|Themes > Arts > Drawing > Perspective Drawing > Aerial Perspective|
The planet earth is often called the 'blue planet' because of the blue
oceans that are so apparent from space. Our sky is blue and our oceans
appear blue from space. It is molecules in the air scattering blue light
from the sun that is the reason we see blue.
Distant mountains are
blue for much the same reason. We live under a thick layer of atmosphere
that is not clear. There are tiny water droplets in mists and humidity. In
dry climates there is often dust, polutants or other particles in the air.
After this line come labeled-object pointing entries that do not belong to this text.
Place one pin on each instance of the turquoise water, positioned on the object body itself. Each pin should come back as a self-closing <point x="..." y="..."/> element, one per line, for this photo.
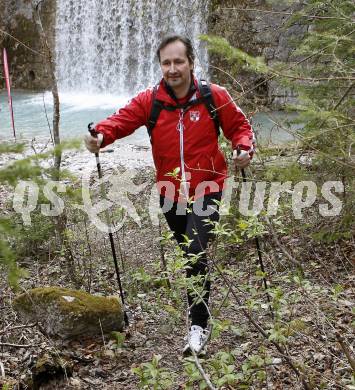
<point x="77" y="110"/>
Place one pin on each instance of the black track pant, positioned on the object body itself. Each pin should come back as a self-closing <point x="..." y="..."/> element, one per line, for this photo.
<point x="193" y="225"/>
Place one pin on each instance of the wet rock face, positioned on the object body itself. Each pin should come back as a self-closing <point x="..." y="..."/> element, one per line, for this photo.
<point x="27" y="67"/>
<point x="68" y="314"/>
<point x="259" y="34"/>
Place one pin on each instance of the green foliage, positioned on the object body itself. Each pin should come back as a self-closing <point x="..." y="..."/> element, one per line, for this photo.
<point x="152" y="376"/>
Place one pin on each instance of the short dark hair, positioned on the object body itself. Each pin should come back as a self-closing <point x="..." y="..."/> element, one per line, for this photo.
<point x="186" y="41"/>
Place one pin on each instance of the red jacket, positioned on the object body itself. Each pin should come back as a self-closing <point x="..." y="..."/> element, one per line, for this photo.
<point x="194" y="149"/>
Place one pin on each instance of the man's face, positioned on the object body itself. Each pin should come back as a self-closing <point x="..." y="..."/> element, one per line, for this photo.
<point x="175" y="65"/>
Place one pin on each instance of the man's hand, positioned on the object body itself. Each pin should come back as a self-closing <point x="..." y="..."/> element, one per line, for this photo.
<point x="93" y="143"/>
<point x="242" y="159"/>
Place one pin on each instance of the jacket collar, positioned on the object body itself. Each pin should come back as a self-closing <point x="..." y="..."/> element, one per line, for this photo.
<point x="166" y="94"/>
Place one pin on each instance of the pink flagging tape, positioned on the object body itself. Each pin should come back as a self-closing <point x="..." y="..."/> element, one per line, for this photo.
<point x="7" y="81"/>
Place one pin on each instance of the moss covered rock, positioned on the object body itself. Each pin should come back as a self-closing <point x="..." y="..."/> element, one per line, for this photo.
<point x="66" y="313"/>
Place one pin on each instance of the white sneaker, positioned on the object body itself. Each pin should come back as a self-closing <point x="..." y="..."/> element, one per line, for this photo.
<point x="197" y="339"/>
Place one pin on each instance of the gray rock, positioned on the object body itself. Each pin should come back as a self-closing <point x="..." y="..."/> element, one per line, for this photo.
<point x="67" y="314"/>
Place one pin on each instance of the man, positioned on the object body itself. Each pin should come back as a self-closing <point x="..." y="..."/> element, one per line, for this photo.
<point x="189" y="164"/>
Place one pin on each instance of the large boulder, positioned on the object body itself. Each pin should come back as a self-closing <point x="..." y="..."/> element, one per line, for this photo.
<point x="66" y="313"/>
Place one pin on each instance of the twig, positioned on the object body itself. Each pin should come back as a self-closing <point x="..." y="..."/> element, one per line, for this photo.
<point x="196" y="360"/>
<point x="2" y="370"/>
<point x="285" y="13"/>
<point x="258" y="327"/>
<point x="17" y="327"/>
<point x="346" y="350"/>
<point x="19" y="345"/>
<point x="21" y="43"/>
<point x="102" y="334"/>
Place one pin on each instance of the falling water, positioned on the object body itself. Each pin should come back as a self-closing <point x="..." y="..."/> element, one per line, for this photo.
<point x="109" y="45"/>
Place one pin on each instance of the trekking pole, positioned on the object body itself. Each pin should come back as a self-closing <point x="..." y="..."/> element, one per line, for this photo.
<point x="93" y="133"/>
<point x="258" y="249"/>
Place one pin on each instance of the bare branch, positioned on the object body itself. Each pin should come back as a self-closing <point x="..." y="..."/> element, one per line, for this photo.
<point x="18" y="345"/>
<point x="20" y="42"/>
<point x="264" y="11"/>
<point x="17" y="327"/>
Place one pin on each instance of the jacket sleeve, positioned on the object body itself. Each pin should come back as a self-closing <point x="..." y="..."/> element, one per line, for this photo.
<point x="127" y="119"/>
<point x="234" y="123"/>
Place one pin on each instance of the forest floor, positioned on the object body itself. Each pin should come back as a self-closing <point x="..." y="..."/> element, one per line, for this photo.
<point x="319" y="322"/>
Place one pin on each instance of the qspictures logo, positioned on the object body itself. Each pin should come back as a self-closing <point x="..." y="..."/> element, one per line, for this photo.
<point x="115" y="191"/>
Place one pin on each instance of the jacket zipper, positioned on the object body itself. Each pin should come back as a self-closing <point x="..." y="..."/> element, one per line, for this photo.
<point x="180" y="128"/>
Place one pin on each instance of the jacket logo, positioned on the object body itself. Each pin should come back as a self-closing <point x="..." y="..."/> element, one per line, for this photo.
<point x="194" y="116"/>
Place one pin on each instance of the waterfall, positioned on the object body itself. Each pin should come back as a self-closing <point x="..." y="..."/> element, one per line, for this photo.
<point x="109" y="45"/>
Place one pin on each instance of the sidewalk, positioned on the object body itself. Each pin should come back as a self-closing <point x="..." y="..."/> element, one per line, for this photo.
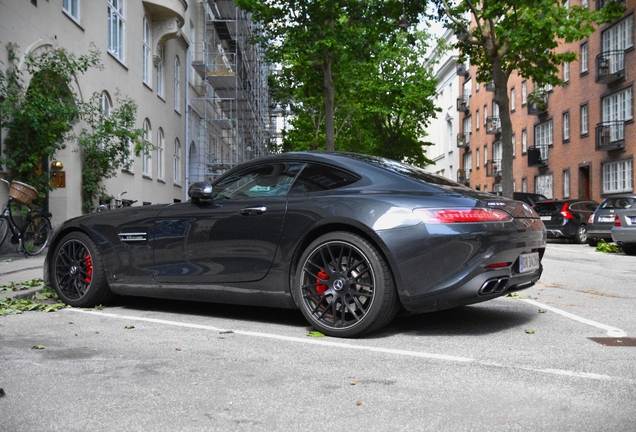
<point x="16" y="268"/>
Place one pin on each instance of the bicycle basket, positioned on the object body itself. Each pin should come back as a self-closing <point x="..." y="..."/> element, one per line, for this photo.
<point x="22" y="192"/>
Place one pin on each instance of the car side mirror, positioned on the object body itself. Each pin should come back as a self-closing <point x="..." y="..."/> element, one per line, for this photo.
<point x="200" y="190"/>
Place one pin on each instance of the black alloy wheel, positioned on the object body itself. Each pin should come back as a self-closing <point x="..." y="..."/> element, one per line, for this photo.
<point x="344" y="286"/>
<point x="78" y="272"/>
<point x="580" y="236"/>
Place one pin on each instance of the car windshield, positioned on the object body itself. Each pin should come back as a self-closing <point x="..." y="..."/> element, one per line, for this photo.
<point x="618" y="203"/>
<point x="410" y="171"/>
<point x="546" y="206"/>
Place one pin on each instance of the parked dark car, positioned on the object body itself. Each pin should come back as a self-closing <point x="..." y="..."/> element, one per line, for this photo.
<point x="600" y="223"/>
<point x="566" y="218"/>
<point x="349" y="239"/>
<point x="528" y="198"/>
<point x="624" y="230"/>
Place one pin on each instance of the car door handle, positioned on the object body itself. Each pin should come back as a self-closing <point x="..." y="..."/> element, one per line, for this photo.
<point x="253" y="211"/>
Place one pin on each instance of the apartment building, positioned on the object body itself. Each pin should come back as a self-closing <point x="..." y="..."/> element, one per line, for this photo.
<point x="573" y="141"/>
<point x="200" y="88"/>
<point x="443" y="128"/>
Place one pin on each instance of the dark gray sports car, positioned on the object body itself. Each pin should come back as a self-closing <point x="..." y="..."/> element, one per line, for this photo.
<point x="349" y="239"/>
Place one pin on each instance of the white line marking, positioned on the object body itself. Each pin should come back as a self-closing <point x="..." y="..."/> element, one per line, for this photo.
<point x="611" y="331"/>
<point x="328" y="343"/>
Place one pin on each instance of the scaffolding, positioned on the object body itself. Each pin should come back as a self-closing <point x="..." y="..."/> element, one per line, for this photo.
<point x="233" y="101"/>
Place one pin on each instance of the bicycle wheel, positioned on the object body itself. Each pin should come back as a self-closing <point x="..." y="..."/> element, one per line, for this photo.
<point x="36" y="234"/>
<point x="4" y="229"/>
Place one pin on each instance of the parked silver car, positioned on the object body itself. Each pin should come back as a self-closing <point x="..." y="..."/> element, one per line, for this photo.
<point x="624" y="230"/>
<point x="600" y="223"/>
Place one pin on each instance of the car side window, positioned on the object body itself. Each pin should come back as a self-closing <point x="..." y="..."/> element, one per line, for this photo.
<point x="316" y="177"/>
<point x="258" y="181"/>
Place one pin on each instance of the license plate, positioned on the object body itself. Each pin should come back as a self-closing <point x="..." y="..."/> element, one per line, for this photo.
<point x="529" y="262"/>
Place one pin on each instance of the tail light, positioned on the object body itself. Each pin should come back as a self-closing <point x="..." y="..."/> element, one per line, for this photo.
<point x="462" y="215"/>
<point x="565" y="212"/>
<point x="617" y="221"/>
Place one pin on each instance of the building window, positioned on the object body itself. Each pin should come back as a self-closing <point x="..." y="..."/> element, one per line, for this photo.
<point x="584" y="120"/>
<point x="524" y="93"/>
<point x="71" y="7"/>
<point x="468" y="164"/>
<point x="145" y="159"/>
<point x="566" y="126"/>
<point x="543" y="185"/>
<point x="116" y="28"/>
<point x="177" y="161"/>
<point x="147" y="55"/>
<point x="618" y="176"/>
<point x="513" y="99"/>
<point x="524" y="141"/>
<point x="177" y="85"/>
<point x="619" y="36"/>
<point x="618" y="106"/>
<point x="160" y="148"/>
<point x="160" y="75"/>
<point x="543" y="138"/>
<point x="584" y="58"/>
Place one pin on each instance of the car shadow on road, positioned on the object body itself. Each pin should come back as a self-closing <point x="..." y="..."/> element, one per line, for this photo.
<point x="480" y="319"/>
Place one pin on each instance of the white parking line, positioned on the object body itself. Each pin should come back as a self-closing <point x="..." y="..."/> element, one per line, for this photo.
<point x="611" y="331"/>
<point x="344" y="345"/>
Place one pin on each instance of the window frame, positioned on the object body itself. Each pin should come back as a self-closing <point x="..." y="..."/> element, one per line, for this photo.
<point x="117" y="39"/>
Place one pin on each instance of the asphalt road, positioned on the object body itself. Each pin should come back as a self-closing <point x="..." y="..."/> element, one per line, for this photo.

All affect the way we see objects at a distance.
The actual (local) color
of an object, a mountain rock for instance, will seem different at a
distance in value, hue and intensity.
The fact that far mountains are paler in value than near rocks seems obvious as layers of hills become progressively lighter into the distance. There is also a difference in contrasting values. The near landscape rocks are sharply lit with strong contrast of highlight and shadow. In the distance the contrast between highlight and shadow is less pronounced.
A dark rock or mountain
will be bluer (cooler) and lighter as we see through the obscuring
particles. Lighter rocks or distant buildings will be a little warmer in
color and somewhat darker.
The warmer colors of
reds and yellows will lose some of their intensity at a
distance. Bright red and yellow autumn trees nearby will be less colorful on
a distant mountainside as the hues become more neutral. Reds and oranges
will lose their color faster than the cooler blues and greens.
While it is usual to
perceive atmospheric perspective as affecting the color of objects at a
great distance, the same principles hold true in closer proximity. The eye
reads the colors in a painting to 'see' a scene or still life. Even the
arrangement of fruit on a tabletop needs a lighter, more blue (cool) and
more neutral background to be understood as having a sense of depth.
As you paint, study your subject, whether landscape or still life. Look for the bluer (cooler) background to help give it "atmospheric perspective".